The renowned Victorian All Saints’ Church in Jesus Lane was built from 1863-70 by George Bodley, who built many college buildings including Bodley’s Court on the river in King’s College. It is English Gothic Revival with fittings in the Arts and Crafts style. Much of the interior decoration was designed by William Morris, Edward Burne-Jones, Ford Madox Brown and Charles Kempe; and David Parr (see museums) was a local worker involved in the execution of the work.
The Catholic Church on Hills Road (formally known as the Church of our Lady and the English Martyrs) is impressively large, completed in 1890 in Gothic Revival style, and the first Catholic church to be opened in the city since the Reformation. Its spire dominates one corner of Parker’s Piece.
Most religions are well-represented in the city, none finer than the fabulous new eco-friendly Cambridge Central Mosque, which opened on Mill Road in 2019. The building embraces traditional Islamic designs with English influence: a garden leads into the main building where timbers soar to the ceiling like the spreading branches of trees, echoing the fan vaults of King’s Chapel. Back along Mill Road is the Cambridge Mosque, also known as Abu Bakr Mosque, dating from 1981. Despite this unmosque-like building being deceptively large on entering, it had become far too small for the Muslim community, hence the need for the new mosque.

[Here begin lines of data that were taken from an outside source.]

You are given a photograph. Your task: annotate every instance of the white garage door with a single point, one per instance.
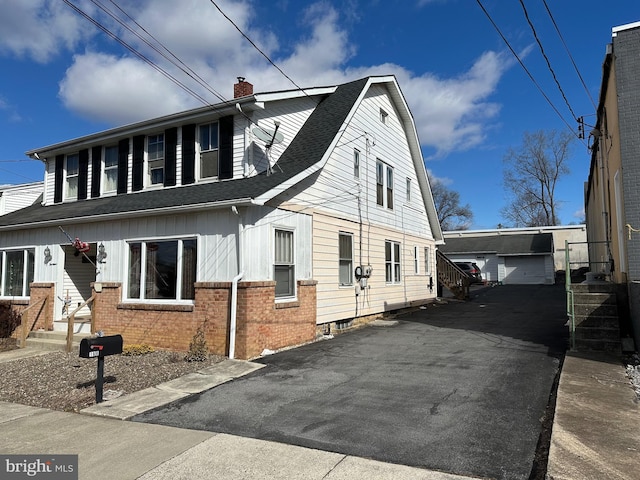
(524, 270)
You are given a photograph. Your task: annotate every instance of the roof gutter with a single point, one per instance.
(131, 214)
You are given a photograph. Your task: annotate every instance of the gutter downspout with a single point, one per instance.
(234, 287)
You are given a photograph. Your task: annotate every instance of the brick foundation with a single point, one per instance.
(261, 322)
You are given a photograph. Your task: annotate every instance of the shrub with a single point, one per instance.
(137, 349)
(9, 320)
(198, 351)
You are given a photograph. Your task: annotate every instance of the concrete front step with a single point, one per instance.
(607, 334)
(605, 310)
(53, 341)
(598, 345)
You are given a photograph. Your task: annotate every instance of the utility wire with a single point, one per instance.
(137, 53)
(255, 46)
(569, 53)
(546, 58)
(524, 68)
(176, 61)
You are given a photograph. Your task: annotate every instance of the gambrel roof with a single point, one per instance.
(306, 154)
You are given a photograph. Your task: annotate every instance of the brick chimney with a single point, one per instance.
(242, 88)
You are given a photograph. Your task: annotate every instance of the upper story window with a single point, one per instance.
(383, 116)
(284, 267)
(384, 185)
(72, 164)
(110, 169)
(155, 158)
(17, 272)
(209, 143)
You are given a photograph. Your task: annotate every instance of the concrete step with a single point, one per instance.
(599, 310)
(594, 321)
(594, 299)
(595, 287)
(53, 341)
(606, 334)
(598, 345)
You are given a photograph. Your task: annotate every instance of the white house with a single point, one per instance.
(261, 220)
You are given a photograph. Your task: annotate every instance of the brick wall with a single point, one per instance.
(265, 324)
(261, 323)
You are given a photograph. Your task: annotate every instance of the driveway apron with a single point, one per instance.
(459, 387)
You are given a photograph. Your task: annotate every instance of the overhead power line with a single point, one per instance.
(504, 39)
(569, 53)
(546, 58)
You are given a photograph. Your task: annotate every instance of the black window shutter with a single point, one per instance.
(58, 179)
(96, 171)
(188, 154)
(83, 173)
(123, 165)
(170, 145)
(138, 162)
(226, 148)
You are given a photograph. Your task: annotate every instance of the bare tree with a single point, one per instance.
(451, 215)
(531, 174)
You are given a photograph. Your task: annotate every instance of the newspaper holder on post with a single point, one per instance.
(100, 347)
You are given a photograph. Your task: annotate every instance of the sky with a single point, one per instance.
(62, 77)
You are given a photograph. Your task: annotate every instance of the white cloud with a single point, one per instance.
(451, 114)
(39, 29)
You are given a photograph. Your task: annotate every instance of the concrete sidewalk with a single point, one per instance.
(596, 429)
(596, 434)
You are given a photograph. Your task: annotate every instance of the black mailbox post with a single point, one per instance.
(100, 347)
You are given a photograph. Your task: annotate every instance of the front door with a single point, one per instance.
(79, 273)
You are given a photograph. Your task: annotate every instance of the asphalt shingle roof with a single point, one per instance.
(305, 150)
(511, 244)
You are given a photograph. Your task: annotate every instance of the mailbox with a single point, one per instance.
(101, 346)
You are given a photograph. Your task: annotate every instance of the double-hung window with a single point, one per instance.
(384, 185)
(345, 262)
(426, 260)
(283, 268)
(72, 169)
(162, 270)
(155, 158)
(17, 272)
(209, 136)
(110, 169)
(392, 261)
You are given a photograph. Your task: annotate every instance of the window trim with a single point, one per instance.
(293, 292)
(344, 260)
(68, 176)
(27, 275)
(427, 260)
(105, 169)
(149, 160)
(201, 151)
(393, 265)
(179, 270)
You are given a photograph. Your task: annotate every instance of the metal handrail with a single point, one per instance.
(71, 319)
(24, 330)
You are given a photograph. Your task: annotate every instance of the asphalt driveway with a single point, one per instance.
(456, 387)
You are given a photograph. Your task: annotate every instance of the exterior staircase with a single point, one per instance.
(596, 317)
(452, 277)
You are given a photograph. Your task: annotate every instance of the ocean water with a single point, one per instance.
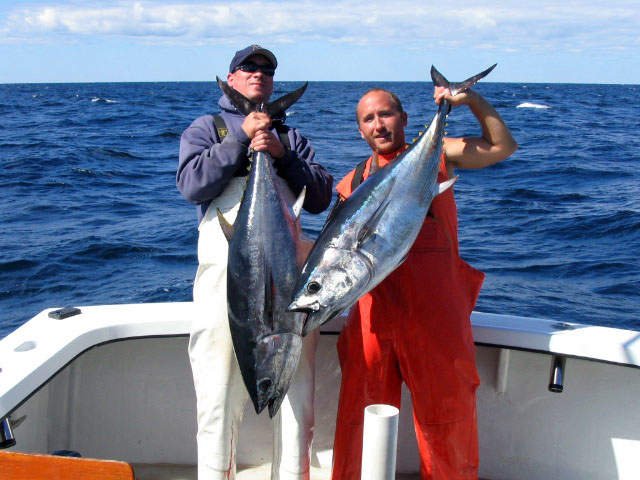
(91, 215)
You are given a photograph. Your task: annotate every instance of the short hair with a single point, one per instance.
(394, 100)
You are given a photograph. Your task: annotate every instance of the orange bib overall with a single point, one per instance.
(414, 327)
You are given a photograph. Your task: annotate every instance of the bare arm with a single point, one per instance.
(496, 142)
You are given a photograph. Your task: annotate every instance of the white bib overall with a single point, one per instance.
(220, 391)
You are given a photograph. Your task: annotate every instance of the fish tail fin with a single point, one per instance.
(455, 88)
(446, 185)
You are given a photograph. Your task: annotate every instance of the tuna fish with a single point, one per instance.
(370, 233)
(264, 263)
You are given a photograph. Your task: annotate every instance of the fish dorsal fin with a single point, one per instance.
(226, 227)
(375, 163)
(297, 206)
(445, 185)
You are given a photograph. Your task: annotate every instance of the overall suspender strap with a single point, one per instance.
(358, 175)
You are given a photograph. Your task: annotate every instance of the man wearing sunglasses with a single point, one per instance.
(212, 165)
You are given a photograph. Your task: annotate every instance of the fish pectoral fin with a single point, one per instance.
(368, 228)
(226, 227)
(270, 294)
(445, 185)
(297, 206)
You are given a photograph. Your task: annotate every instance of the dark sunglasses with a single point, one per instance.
(254, 67)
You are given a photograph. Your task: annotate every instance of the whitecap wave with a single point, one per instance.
(532, 105)
(105, 100)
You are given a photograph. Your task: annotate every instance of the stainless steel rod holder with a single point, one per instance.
(7, 439)
(556, 376)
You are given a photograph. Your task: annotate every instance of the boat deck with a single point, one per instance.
(189, 472)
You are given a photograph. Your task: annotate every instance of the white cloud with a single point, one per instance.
(508, 26)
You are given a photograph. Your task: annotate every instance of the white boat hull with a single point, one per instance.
(123, 390)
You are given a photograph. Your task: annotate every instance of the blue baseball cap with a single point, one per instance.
(242, 55)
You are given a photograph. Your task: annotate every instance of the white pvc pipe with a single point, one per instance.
(379, 442)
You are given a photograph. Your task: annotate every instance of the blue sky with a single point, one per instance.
(532, 41)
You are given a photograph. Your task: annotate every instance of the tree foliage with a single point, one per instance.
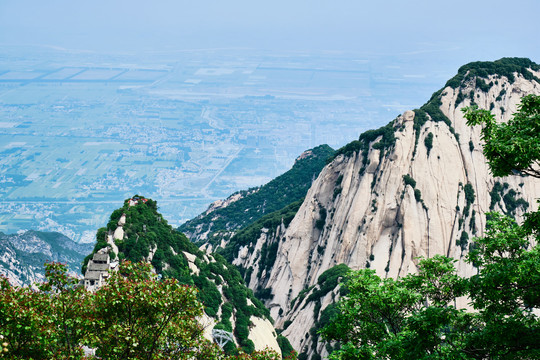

Cambridge Beth Shalom opened the first permanent synagogue in Cambridge in 2015 on Auckland Road, to support the growing Jewish community in the city, both among the locals, and at Cambridge University, where JSoc has flourished since 1937.
The Cambridge Buddhist Centre is part of the Triratna Buddhist Community, located in a fascinating building off Newmarket Road, which incorporates one of only four surviving pre-Victorian theatres in the country, built in 1814-16 by William Wilkins Sr and Jr. In its early days it was seen as being radical – for example, it had the first open apron stage, designed to have anti-illusionary effects so you could see the stage hands (and other backstage effects) and realise it was theatre.
Colleges have their own chapels (see University).